Understanding the Concepts of Place & Region

Instructor: Sunday Moulton

Sunday recently earned a PhD in Anthropology and has taught college courses in Anthropology, English, and high school ACT/SAT Prep.

This lesson explores two of the five themes of geography - place and region. You will learn to define each and their subcategories, along with several examples to help you remember them.

The World Around Us
Word geography written on chalk board

Every day we interact with the physical spaces around us, whether that is traveling to a distant country or finding our way home from the local store. How we get from place to place, the knowledge making these journeys possible is both a topic of study and a product of the work done by geographers. In the field of geography, professionals create maps of absolute space. Absolute space refers to a set of locations that exist regardless of how people use it, features within this space, and the ever changing borders and boundaries humans create. In fact, a geographer's work deals almost exclusively with five key themes of geography: location, place, human-environment interaction, movement, and regions. For this lesson, let's narrow the focus to two vital themes, place and region.

This Must Be the Place

Grand Canyon
Grand Canyon

What makes a place? What sets it apart from the space around it, gives it a unique identity? Basically, humans do this through the act of naming or describing how the place is different from its surroundings. Geographers define place as the physical and human characteristics of a location. The physical features might include the local climate, rivers, or valleys. The human characteristics include the culture of the people living in that place and all the ways they interact with it, like building a city or designing a park. Remember, location is another of the five themes of geography and while it is not our focus here, it is defined as a specific point in space regardless of features or human significance. Locations become places through human actions and thoughts. The physical characteristics used to define place in geography are primarily natural such as lakes, mountains, or local plants and animals. The human characteristics of place involve the people inhabiting the place, their culture, and way of life, as well as how they use and modify the environment around them.


Regions share similarities with places in that they are defined by people, separating them from the space outside their boundaries. However, they are much bigger than places, often with vaguely defined boundaries. Geographers define regions as conceptual tools people use to break up the wide world into smaller, easier to think about, units based on a characteristic, or set of characteristics.
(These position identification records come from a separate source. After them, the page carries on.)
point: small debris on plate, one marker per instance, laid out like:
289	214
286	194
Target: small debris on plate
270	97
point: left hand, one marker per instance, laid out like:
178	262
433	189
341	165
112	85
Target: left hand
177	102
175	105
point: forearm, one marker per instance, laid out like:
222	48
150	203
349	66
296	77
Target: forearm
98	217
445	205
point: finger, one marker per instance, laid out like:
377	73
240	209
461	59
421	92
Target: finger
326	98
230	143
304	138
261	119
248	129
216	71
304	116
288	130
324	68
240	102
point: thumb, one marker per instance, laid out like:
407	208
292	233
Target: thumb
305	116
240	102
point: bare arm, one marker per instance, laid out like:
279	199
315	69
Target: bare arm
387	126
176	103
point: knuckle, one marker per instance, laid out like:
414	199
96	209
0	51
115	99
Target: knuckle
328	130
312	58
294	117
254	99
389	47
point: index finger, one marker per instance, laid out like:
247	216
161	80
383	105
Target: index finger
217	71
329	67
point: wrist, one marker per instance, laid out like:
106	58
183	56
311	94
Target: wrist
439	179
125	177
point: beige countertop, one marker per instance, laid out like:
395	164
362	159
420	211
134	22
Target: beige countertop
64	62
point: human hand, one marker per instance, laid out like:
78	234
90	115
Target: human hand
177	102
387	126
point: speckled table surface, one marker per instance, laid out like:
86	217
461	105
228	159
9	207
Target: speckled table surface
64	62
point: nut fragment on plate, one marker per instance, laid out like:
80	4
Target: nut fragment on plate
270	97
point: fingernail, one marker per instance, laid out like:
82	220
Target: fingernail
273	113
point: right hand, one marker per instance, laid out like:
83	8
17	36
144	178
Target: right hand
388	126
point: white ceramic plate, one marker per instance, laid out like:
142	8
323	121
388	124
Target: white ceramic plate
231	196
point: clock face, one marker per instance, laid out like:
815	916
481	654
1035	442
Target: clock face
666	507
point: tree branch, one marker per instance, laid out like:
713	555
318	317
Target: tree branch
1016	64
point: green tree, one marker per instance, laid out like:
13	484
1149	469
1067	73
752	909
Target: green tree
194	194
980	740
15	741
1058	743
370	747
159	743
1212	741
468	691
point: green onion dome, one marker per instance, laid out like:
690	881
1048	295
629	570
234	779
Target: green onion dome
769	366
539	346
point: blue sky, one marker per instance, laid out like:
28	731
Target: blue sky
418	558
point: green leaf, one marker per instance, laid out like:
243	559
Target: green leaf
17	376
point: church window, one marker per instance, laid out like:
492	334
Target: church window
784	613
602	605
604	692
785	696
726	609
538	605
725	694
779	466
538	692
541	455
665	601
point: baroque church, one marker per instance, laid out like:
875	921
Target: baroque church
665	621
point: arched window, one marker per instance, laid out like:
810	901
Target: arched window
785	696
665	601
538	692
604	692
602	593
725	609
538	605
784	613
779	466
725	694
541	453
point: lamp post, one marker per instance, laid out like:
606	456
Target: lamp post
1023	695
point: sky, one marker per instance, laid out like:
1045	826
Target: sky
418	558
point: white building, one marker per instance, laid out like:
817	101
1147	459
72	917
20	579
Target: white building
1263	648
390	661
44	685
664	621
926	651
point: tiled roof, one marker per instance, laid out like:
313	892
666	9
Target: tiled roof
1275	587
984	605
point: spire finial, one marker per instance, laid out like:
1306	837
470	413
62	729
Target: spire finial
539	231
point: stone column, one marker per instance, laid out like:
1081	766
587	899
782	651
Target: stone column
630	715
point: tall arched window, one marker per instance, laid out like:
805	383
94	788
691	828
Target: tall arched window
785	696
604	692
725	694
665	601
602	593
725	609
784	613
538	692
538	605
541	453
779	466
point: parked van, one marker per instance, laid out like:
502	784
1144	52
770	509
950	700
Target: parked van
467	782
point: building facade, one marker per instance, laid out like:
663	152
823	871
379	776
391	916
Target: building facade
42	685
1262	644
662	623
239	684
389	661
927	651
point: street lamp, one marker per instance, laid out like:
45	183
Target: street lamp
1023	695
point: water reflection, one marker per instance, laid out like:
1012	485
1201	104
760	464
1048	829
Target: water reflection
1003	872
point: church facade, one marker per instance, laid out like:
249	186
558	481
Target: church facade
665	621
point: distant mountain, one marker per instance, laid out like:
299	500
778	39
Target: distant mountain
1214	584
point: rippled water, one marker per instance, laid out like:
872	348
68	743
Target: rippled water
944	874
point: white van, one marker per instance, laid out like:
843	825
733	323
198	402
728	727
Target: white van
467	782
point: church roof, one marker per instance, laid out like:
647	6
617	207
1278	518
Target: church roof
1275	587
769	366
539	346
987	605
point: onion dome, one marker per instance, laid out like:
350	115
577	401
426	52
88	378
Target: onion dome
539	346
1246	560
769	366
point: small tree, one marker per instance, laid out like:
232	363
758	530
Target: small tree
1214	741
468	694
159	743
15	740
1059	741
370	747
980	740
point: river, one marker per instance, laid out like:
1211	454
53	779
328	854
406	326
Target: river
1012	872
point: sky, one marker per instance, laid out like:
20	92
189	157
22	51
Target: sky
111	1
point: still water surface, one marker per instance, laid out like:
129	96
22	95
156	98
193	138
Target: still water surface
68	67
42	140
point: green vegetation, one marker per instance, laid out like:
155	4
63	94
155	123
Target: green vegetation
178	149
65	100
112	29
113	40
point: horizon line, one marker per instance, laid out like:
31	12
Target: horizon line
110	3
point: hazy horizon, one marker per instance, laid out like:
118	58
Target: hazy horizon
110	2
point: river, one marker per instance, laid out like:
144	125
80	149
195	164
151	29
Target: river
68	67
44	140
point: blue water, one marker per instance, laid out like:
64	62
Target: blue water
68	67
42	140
This helps them to identify the area and places within a region's boundaries. In fact, regions contain many places within them. Types of regions fall into three categories: formal regions, functional regions, and vernacular regions. Let's look at their definitions and few examples to help us remember them.

Formal Regions

Formal regions are the most defined type of region, possessing official, well-known, and clearly marked boundaries. These regions often appear on maps and official documents. Examples of formal regions include continents, countries, states, counties, cities, school districts, and any other way to define a space for legal and official purposes.